Hace unos días fui a ver Control. Sesión de las 22:40. Francamente, no esperaba ver a muchas personas en la sala, pero tampoco estar solo. Nunca me había ocurrido esto. Estar totalmente solo en un cine. Parece que la imagen realmente te domina, que el flujo de luz es expulsado de la pantalla con materialidad, con verdadera densidad. No sólo te sientes solo, sino que es una soledad que asfixia y envuelve; algo así. Más exactamente, es como si fueras un holograma de la película, como si los mismos haces de la pantalla reconstruyera un cuerpo en 3D, un cuerpo que es el tuyo. Extendí los brazos sobre los respaldos de los asientos de al lado, puse los pies sobre el que tenía delante, y observé la película.

Me creí a Ian Curtis, me lo creí, lo que supongo que significa que para mí es una excepcional película. Entendí que es una película que no habla de Joy Division, ni siquiera habla de música, sino simple y llanamente del amor. El amor de Ian Curtis por una mujer, su mujer. El amor de Ian Curtis por su saberse especial desde la adolescencia. El amor de Ian Curtis por el mundo transformado por él mismo. El amor de Ian Curtis por la sublimación de la materia. Eso esta bien, creo, el amor con esa radicalidad está bien. Es lo que todo el mundo desea.

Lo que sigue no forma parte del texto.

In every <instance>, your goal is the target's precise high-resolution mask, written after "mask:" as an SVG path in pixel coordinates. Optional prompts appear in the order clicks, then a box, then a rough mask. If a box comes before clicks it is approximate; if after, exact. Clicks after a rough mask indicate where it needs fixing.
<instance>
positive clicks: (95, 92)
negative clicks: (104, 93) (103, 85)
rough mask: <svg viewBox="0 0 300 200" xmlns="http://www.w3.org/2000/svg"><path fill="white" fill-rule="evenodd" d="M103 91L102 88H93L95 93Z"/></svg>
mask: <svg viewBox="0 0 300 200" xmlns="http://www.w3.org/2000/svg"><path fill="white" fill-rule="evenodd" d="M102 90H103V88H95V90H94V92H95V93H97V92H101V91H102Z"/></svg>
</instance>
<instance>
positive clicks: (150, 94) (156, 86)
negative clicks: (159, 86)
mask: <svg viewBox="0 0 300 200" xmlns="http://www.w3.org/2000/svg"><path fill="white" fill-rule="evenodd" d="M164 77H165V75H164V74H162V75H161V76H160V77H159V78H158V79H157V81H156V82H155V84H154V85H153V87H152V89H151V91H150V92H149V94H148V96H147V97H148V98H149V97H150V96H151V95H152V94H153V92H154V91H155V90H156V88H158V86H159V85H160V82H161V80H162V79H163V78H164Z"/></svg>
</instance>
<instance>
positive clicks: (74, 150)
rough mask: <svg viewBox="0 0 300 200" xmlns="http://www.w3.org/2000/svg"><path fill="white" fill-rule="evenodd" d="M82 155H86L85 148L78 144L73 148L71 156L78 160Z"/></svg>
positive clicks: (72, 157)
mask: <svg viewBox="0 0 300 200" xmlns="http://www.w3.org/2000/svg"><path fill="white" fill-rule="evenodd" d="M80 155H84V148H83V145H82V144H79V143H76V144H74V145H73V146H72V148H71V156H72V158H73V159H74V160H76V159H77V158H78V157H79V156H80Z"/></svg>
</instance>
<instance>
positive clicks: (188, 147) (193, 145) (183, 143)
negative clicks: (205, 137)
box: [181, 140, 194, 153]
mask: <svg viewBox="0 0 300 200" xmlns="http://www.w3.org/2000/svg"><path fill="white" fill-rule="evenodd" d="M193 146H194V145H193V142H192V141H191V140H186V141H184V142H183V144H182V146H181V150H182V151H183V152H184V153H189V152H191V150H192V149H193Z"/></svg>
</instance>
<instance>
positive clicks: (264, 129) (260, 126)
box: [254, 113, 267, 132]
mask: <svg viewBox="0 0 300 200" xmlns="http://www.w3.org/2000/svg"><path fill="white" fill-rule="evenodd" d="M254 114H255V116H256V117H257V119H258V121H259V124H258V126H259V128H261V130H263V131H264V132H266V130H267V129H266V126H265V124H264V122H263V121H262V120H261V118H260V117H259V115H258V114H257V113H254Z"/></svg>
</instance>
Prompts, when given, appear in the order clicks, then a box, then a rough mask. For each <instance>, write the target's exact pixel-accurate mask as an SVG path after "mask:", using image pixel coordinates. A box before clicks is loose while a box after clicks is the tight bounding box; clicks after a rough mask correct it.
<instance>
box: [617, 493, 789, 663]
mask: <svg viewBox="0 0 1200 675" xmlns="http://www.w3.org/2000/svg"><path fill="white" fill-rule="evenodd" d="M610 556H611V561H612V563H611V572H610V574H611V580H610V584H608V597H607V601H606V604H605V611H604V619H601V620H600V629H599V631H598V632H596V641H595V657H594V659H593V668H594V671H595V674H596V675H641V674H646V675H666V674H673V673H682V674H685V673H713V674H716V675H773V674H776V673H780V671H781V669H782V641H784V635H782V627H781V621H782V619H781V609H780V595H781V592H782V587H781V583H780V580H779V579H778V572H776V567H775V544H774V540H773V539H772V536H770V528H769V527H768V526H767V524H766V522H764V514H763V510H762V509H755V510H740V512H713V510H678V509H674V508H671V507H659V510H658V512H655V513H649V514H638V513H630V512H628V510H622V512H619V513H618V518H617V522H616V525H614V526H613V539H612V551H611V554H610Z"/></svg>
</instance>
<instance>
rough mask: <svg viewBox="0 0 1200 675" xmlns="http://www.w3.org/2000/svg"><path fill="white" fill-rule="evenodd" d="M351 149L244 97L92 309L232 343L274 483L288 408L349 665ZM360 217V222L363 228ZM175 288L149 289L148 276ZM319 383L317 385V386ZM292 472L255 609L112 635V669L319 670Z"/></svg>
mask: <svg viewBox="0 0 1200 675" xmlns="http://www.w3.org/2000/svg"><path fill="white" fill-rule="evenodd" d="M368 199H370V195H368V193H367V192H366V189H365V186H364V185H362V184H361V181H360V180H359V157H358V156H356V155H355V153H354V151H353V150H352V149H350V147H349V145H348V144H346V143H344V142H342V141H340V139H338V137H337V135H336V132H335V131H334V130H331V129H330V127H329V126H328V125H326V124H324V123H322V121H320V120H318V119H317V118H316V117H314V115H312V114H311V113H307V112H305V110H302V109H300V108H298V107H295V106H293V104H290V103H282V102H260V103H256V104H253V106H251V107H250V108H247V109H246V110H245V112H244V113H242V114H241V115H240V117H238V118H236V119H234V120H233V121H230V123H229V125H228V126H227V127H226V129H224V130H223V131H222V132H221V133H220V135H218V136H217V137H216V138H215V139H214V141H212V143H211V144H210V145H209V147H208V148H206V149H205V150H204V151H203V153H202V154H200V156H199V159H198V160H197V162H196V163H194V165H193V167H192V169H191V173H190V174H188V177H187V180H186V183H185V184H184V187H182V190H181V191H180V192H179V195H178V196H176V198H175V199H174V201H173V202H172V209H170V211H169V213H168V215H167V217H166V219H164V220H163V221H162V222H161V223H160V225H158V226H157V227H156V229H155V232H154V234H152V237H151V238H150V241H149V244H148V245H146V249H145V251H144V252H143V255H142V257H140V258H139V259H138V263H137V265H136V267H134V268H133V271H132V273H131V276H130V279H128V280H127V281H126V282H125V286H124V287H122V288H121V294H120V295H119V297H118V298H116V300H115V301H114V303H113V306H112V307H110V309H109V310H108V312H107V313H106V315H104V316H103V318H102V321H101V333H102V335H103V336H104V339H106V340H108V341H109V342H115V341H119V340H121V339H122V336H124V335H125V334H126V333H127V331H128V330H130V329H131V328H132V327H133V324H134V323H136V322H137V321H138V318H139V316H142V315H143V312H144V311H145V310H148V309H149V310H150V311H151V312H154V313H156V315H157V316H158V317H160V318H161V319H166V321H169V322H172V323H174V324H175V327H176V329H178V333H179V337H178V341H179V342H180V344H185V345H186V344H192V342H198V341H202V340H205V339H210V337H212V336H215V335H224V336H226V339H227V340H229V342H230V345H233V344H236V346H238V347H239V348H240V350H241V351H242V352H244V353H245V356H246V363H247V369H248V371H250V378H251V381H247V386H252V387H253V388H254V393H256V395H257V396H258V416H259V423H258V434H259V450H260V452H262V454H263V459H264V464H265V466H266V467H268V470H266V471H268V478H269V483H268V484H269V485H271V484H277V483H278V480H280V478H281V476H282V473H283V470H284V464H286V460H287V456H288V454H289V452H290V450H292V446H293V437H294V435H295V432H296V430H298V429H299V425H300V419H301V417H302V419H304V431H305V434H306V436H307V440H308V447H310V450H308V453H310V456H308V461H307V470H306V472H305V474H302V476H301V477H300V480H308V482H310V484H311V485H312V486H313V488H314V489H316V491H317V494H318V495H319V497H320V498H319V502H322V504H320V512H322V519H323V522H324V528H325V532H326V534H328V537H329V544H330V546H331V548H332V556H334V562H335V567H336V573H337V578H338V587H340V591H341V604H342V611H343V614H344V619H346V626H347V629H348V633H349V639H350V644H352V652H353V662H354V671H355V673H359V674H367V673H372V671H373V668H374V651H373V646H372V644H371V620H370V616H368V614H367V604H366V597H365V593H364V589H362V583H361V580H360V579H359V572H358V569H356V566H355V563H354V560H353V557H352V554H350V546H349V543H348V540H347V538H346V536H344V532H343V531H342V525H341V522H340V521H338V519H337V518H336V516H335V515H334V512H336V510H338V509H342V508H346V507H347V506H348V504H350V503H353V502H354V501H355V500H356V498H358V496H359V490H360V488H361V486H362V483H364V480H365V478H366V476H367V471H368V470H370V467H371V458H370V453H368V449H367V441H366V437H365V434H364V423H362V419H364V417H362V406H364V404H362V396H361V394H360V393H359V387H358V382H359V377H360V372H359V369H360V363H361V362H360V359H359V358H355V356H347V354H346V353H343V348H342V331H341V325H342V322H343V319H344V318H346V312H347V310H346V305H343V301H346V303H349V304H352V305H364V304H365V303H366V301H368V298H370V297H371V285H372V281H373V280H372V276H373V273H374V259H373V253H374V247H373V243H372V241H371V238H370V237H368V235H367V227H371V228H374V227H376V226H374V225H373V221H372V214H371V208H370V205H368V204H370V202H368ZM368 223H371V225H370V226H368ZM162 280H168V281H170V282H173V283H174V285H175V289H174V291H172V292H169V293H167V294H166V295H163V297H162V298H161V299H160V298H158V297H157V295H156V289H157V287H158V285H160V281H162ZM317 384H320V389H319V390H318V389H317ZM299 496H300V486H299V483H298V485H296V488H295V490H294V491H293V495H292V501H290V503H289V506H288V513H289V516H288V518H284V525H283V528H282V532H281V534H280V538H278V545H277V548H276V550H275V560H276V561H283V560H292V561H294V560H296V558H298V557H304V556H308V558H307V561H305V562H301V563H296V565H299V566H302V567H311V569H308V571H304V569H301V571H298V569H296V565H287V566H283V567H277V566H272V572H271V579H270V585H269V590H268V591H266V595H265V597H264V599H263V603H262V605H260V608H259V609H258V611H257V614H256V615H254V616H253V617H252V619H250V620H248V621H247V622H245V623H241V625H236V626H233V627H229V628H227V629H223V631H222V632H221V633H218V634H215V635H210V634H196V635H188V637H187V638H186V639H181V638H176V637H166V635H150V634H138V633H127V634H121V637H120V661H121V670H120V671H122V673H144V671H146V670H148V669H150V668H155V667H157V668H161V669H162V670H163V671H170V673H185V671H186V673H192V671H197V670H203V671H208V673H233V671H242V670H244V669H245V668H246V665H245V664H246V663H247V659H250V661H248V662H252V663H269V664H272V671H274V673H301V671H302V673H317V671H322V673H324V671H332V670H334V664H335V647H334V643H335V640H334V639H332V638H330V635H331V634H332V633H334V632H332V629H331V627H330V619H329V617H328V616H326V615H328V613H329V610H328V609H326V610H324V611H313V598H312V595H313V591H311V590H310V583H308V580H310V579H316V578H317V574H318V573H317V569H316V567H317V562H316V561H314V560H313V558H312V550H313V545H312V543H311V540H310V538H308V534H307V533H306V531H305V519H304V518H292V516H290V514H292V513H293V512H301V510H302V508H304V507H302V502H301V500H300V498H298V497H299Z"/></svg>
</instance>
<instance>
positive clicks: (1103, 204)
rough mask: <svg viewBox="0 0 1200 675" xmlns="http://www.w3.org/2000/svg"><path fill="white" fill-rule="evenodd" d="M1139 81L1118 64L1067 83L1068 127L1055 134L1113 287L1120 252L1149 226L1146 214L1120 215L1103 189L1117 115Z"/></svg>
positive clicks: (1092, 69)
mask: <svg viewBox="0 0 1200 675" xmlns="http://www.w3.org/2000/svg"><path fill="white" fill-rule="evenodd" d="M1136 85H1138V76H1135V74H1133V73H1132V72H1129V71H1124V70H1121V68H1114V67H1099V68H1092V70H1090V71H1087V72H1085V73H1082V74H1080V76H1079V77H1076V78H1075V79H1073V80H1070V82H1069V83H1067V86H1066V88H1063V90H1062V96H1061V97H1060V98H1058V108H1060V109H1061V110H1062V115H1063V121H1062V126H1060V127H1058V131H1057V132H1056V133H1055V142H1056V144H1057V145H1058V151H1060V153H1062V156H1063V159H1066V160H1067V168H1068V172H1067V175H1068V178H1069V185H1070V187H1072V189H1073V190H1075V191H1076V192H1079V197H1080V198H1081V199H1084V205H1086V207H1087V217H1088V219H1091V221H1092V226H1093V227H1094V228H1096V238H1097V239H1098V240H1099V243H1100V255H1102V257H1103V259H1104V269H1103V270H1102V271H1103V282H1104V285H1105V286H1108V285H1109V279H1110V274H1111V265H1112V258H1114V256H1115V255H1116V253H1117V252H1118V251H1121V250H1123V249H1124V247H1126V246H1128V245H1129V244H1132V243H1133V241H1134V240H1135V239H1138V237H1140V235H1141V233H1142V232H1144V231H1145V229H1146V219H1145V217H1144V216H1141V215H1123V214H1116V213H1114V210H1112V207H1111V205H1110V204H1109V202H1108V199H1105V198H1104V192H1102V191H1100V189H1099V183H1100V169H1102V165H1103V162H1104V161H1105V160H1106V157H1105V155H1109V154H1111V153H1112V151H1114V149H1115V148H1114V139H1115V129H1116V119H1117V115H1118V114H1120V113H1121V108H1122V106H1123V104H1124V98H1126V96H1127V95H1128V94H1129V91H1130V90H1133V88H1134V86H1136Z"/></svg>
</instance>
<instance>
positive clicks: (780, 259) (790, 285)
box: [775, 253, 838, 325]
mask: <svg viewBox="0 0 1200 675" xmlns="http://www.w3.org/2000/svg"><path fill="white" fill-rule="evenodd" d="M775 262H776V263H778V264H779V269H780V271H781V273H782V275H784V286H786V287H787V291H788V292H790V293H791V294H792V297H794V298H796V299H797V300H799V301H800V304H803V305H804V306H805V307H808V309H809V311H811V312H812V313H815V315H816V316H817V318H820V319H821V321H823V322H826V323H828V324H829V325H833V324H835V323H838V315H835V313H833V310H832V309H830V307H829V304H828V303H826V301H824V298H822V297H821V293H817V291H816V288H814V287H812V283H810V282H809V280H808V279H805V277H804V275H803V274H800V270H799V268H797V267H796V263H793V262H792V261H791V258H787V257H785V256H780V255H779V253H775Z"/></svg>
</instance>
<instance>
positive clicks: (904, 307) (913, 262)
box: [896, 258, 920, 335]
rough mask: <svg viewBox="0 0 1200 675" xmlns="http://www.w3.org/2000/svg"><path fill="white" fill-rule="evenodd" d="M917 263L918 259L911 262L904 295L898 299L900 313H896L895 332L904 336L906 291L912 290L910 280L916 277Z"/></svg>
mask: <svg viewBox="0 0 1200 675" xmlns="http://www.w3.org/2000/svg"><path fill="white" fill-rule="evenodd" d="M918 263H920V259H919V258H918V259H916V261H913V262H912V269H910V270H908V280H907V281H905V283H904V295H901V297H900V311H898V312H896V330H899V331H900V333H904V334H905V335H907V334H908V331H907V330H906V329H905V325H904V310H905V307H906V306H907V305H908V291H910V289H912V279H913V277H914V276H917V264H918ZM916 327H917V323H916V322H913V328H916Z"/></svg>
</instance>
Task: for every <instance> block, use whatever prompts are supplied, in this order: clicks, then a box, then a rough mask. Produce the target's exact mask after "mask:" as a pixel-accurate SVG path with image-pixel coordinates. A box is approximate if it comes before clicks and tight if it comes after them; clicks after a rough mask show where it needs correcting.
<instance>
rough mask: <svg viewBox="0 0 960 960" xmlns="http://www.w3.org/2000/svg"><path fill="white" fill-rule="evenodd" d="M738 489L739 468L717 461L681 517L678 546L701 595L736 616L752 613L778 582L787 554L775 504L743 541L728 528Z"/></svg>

De pronto, mientras miraba todas aquella escenas, se me dio por pensar qué hubiera ocurrido si yo no hubiese ido al cine ese día, justamente ese jueves 16 de abril, a las 11 menos veinte de la noche. Vi la sala vacía, las imágenes fluyendo sin receptor, vi la soledad de Ian perfectamente mimetizada en ese escenario vacío, vacío que era su espejo, en esa película emitida a nada, a nadie, a un espacio de butacas y sombras como quien deja un proyector funcionando en un desierto y se larga. Ian disuelto entre esas butacas. Joder, qué absurdo, y joder, qué pena. De repente, no sé por qué, me vino a la mente el reverso de la entrada de cine, la entrada que había comprado hacía apenas media hora. En ese reverso había una promoción de una cadena de comida rápida, una foto en color, llamativa, de bocadillos y bebidas. Ante esa otra visión de la sala vacía, de la luz de Ian diluida entre esas butacas, de la película emitiéndose hacia nada, aquella foto en color de promoción de bocadillos y bebidas se me apareció en blanco y negro, la vi en blanco y negro, palidecida. Comida en blanco y negro. Quién come comida en blanco y negro. ¿Comía Ian comida en blanco y negro? Tuve miedo. La sala mutó en amenaza, miré hacia atrás, nada había. Joder, nada había. Me di cuenta entonces de que, a pesar de que en los cines la gente está en silencio, y ni se conoce ni va allí a entablar conversación, a pesar del carácter eminentemente zombi del acto de ir al cine, de mortalidad viviente, el cine es un acto social, 100% social. Conocía esa obviedad, pero nunca la había sentido. De nada sirven las demostraciones, las explicaciones, si no las ves, de nada sirve que sepas que 2+2 son 4 si no lo ves, y en cuanto lo ves, la demostración ya no te vale para nada. Las cosas hay que verlas para entenderlas. Control me hizo entender a Ian Curtis, su soledad. Su soledad afuera y adentro de aquella sala. Supongo que eso también está bien.